2014 250KV single stage AMS deck installed in a biomedical laboratory.

Our work has developed powerful diagnostic tools and answered fundamental biomedical questions. Two such examples are: Development of a B12 bioavailability assay and evidence of cardiomyocyte renewal in humans.


B12 Assay

b12_graph.png

Assaying and understanding absorption and uptake of B12 is important because defects can lead to hematological and neurological complications. Accelerator mass spectrometry is uniquely suited for assessing absorption and kinetics in 14C-labeled substances after oral ingestion because it is more sensitive than decay counting and can measure levels of 14C in microliter volumes of biological samples with negligible exposure of subjects to radioactivity.

The assay employs amounts of B12 in the range of normal dietary intake. In a human kinetic study, a physiological dose (1.5 μg, 2.2 kBq/59 nCi) of purified 14C-B12 was administered and showed plasma appearance and clearance curves consistent with the predicted behavior of the pure vitamin. This method opens new avenues for study of B12 assimilation. This assay uses a micro-dose of 14C-labeled B12 (1/10th recommended daily allowance) and enables a simple test requiring one drop of blood to determine B12 absorption.

Proc. Natl. Acad. Sci, USA, February 22, 2006 103: 5694-5699. doi: 10.1073/pnas.0601251103


Cardiomyocyte Renewal

Cardiomyocyte Renewal - image of Earth a mushroom cloud in distance, an atom and a heart in foreground.

It has been difficult to establish whether we are limited to the heart muscle cells we are born with or if cardiomyocytes are generated also later in life. We have taken advantage of the integration of carbon-14, generated by nuclear bomb tests during the Cold War, into DNA to establish the age of cardiomyocytes in humans. We have found that cardiomyocytes renew, with a gradual decrease from 1% turning over annually at the age of 25 to 0.45% at the age of 75. Fewer than 50% of cardiomyocytes are exchanged during a normal life span. The capacity to generate cardiomyocytes in the adult human heart suggests that it may be rational to work toward the development of therapeutic strategies aimed at stimulating this process in cardiac pathologies.

"….this is one of those important studies that is going to change the way that we think for a very long time,"
   Dr. Richard T. Lee, Brigham and Women's Hospital,
   Boston, MA. CBS national evening news, April 3 2009.

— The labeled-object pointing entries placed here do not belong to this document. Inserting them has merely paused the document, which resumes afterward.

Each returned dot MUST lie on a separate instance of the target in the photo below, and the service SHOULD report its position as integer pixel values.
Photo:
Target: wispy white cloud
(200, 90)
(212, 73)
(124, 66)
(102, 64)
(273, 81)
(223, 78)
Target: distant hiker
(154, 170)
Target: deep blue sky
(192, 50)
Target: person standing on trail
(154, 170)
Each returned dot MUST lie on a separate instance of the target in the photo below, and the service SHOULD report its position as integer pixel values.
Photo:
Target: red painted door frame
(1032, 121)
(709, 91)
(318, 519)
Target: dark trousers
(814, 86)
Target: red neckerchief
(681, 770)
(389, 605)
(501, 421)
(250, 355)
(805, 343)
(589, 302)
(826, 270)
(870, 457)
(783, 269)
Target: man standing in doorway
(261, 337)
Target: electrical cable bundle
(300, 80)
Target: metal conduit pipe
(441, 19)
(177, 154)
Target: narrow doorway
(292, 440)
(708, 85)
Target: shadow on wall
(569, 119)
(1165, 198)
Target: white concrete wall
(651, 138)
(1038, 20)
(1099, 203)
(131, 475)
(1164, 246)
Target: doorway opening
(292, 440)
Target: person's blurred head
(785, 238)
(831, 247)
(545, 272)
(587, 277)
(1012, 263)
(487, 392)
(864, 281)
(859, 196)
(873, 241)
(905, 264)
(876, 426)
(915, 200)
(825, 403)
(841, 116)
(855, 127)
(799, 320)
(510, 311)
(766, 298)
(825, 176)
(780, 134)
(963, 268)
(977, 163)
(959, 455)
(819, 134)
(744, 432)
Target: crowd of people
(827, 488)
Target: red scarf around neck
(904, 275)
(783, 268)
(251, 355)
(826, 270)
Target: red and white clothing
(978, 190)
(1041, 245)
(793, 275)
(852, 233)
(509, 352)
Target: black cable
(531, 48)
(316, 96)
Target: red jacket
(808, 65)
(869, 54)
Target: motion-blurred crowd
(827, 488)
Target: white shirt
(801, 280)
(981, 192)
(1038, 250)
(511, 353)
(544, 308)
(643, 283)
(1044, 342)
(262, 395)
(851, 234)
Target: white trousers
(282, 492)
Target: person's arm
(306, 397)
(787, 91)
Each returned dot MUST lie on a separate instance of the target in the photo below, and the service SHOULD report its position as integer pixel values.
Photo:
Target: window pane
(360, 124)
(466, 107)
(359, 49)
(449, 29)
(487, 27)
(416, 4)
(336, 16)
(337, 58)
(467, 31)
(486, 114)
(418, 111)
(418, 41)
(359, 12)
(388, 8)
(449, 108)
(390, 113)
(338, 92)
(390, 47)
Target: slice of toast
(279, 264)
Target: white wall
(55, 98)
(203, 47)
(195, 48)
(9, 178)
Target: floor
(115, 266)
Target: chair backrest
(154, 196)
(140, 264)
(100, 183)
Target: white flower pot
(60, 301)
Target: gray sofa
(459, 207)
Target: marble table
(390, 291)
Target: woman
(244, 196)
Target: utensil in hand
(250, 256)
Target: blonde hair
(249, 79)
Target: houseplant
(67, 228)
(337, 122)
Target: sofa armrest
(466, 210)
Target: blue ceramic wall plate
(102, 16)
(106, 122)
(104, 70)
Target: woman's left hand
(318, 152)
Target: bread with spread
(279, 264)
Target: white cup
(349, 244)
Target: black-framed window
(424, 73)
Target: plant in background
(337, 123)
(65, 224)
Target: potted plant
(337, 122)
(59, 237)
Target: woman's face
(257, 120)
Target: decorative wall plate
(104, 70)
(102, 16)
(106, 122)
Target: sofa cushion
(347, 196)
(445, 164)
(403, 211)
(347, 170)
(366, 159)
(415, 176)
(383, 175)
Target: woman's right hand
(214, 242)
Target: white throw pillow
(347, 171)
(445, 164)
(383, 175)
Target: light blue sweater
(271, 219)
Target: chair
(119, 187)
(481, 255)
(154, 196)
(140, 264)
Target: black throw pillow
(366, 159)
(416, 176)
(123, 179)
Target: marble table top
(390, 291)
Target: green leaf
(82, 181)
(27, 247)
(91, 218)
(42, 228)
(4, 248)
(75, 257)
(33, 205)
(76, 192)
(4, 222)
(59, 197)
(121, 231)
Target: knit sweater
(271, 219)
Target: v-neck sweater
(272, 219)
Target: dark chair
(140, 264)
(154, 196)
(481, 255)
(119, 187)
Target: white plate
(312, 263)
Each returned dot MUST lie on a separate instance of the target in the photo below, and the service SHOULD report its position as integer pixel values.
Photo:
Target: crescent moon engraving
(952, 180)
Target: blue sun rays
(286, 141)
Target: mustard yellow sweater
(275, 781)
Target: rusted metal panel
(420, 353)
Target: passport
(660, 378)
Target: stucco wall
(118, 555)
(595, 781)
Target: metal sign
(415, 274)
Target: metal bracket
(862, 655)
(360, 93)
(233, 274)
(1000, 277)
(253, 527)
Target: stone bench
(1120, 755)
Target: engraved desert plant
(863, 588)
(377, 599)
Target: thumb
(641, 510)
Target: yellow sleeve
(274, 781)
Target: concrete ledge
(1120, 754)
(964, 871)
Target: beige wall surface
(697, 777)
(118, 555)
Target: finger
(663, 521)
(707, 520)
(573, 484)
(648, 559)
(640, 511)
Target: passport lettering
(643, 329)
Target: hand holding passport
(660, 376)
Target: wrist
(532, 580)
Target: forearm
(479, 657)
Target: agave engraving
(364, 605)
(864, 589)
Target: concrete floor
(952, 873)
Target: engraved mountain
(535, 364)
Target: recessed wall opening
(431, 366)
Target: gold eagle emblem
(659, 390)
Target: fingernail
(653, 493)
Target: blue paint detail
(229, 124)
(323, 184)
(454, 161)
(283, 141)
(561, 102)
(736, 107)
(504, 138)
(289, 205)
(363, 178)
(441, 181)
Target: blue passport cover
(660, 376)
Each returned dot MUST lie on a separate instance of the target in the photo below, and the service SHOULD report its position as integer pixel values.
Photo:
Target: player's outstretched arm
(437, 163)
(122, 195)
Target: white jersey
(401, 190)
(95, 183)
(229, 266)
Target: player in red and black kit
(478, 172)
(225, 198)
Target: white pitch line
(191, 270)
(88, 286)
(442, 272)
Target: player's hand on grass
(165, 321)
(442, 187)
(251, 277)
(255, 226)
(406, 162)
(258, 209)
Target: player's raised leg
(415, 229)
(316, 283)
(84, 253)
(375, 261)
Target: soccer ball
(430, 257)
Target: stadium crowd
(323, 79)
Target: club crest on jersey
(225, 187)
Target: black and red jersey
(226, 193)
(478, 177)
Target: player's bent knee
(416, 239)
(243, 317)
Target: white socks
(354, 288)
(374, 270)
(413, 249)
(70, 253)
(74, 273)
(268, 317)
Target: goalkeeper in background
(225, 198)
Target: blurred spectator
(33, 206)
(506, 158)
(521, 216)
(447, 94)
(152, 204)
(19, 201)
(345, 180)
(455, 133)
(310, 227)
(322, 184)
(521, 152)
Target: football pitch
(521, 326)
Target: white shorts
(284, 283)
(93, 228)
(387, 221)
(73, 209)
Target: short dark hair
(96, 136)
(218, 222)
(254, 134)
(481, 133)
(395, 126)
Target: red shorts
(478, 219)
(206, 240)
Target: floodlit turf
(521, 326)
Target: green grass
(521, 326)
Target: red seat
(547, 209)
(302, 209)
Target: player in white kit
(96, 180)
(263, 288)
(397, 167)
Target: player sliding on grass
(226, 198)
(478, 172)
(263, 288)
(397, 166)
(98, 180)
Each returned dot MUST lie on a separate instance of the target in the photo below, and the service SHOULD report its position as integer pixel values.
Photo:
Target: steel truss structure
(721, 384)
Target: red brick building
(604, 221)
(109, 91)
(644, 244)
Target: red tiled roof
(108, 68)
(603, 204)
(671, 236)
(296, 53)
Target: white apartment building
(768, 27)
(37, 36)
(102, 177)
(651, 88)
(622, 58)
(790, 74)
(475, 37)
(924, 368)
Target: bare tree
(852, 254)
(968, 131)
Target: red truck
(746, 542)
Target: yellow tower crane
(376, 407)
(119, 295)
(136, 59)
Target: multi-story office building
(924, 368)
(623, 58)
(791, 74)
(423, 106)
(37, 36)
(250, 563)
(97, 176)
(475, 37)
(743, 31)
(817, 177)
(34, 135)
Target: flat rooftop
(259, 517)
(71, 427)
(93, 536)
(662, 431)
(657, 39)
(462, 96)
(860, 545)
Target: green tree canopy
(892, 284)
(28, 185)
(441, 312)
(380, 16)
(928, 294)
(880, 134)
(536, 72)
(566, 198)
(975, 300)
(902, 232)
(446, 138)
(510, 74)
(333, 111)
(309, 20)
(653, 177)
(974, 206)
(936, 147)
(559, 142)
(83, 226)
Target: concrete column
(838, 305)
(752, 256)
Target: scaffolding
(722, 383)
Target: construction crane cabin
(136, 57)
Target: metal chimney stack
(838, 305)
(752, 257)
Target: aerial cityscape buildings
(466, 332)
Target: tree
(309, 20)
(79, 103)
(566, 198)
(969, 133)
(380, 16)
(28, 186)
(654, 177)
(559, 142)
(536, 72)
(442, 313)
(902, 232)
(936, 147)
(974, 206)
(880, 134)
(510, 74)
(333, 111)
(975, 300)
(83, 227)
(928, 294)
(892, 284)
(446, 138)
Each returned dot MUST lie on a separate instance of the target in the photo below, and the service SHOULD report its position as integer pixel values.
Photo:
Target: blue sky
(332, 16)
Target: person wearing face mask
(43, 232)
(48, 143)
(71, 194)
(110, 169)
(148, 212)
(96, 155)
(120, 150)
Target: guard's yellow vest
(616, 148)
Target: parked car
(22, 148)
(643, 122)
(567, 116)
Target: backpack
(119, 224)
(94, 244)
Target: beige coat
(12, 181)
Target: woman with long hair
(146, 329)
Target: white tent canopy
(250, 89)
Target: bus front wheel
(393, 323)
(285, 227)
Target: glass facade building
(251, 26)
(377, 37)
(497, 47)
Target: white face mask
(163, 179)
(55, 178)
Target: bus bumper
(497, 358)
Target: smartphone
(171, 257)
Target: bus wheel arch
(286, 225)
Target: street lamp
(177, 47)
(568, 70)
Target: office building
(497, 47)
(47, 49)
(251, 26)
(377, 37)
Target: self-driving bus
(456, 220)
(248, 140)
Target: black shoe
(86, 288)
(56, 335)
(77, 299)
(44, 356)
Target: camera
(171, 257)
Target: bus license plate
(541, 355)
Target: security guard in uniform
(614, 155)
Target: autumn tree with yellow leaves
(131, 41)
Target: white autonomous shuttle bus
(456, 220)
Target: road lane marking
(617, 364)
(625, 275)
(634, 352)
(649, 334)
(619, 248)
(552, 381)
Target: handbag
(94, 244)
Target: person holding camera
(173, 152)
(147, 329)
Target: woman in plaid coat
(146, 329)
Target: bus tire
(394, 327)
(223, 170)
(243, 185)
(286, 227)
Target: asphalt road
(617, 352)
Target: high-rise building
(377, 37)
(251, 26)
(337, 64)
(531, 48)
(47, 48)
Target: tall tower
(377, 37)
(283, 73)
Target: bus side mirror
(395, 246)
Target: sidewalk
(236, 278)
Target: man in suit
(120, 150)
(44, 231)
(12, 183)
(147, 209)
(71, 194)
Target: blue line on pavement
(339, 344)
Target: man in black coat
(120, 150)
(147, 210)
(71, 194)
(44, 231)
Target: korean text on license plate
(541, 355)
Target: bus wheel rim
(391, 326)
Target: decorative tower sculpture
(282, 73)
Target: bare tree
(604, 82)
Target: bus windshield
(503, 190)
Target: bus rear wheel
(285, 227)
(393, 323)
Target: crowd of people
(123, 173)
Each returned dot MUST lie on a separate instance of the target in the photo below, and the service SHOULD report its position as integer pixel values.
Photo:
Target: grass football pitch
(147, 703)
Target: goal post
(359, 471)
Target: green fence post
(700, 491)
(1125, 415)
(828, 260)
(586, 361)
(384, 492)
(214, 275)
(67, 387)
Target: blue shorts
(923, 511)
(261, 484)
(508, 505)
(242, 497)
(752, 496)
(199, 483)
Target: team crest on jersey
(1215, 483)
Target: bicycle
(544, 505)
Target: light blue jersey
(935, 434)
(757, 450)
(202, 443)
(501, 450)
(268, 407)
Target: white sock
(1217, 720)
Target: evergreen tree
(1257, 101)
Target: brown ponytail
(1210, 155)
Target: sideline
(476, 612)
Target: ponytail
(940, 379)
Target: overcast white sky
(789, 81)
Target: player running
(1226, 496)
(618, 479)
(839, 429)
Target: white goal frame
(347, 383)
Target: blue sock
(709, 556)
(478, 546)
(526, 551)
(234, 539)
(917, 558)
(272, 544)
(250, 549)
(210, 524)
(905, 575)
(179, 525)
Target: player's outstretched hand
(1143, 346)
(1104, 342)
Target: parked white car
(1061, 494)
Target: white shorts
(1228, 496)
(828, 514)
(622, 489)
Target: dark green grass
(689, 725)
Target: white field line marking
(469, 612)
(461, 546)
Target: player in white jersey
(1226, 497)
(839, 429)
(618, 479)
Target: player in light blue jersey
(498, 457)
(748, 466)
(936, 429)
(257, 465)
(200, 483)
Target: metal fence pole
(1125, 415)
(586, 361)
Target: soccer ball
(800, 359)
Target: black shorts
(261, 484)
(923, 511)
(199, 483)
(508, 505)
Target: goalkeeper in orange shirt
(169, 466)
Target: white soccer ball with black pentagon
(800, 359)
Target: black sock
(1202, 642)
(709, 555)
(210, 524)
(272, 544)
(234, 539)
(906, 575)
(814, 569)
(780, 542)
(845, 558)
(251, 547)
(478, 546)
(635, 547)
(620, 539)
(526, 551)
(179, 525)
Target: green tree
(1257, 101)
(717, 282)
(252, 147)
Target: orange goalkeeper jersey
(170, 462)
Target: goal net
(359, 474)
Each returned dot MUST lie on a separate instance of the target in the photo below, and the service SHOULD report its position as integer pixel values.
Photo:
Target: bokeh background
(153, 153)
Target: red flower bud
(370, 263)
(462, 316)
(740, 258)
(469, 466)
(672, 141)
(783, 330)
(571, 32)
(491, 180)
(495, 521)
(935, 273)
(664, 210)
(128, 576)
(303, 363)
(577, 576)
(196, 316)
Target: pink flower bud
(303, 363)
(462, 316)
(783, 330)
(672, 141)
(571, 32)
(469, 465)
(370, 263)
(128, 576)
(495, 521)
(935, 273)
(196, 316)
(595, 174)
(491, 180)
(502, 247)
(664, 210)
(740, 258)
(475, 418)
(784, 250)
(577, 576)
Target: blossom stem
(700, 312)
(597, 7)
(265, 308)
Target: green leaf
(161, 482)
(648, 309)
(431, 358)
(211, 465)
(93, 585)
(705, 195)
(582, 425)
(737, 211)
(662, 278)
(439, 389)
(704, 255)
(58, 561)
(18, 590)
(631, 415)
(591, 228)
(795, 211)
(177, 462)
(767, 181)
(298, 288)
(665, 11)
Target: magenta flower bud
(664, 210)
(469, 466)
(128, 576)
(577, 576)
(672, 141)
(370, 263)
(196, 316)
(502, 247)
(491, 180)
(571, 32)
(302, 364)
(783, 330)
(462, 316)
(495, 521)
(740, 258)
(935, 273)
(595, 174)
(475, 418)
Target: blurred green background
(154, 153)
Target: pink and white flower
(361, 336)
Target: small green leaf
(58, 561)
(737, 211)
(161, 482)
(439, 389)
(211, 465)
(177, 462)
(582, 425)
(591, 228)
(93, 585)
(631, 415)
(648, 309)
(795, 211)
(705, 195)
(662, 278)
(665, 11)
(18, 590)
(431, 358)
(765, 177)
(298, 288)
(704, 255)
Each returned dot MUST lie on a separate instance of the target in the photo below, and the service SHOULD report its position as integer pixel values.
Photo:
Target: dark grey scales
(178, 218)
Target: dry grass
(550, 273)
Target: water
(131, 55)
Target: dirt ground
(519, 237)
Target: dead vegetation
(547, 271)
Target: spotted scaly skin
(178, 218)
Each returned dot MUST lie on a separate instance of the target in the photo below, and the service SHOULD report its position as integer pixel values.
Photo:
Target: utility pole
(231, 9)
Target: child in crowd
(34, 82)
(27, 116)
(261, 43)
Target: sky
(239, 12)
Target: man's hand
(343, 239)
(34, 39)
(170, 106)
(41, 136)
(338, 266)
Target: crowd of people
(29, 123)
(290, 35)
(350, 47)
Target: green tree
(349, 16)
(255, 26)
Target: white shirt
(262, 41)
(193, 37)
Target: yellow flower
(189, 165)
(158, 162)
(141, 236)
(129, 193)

Science 3 April 2009: 324: 98-102 doi: 10.1126/science.1164680


Today, nearly all our Biomedical AMS (BioAMS) work is conducted through our National Institutes of Health (NIH) funded National Resource for Biomedical Accelerator Mass Spectrometry and CAMS is the undisputed world leader in the application of AMS to biomedical science. This resource has been established to make AMS technology available to biomedical researchers who have a need for accurately measuring very low levels of 14C and 3H. This resource seeks to both develop the methods and instrumentation to make AMS a general use tool for biomedical researchers and to make it available for investigators needing access to techniques for the ultra-trace analysis of radioisotopes in biological studies.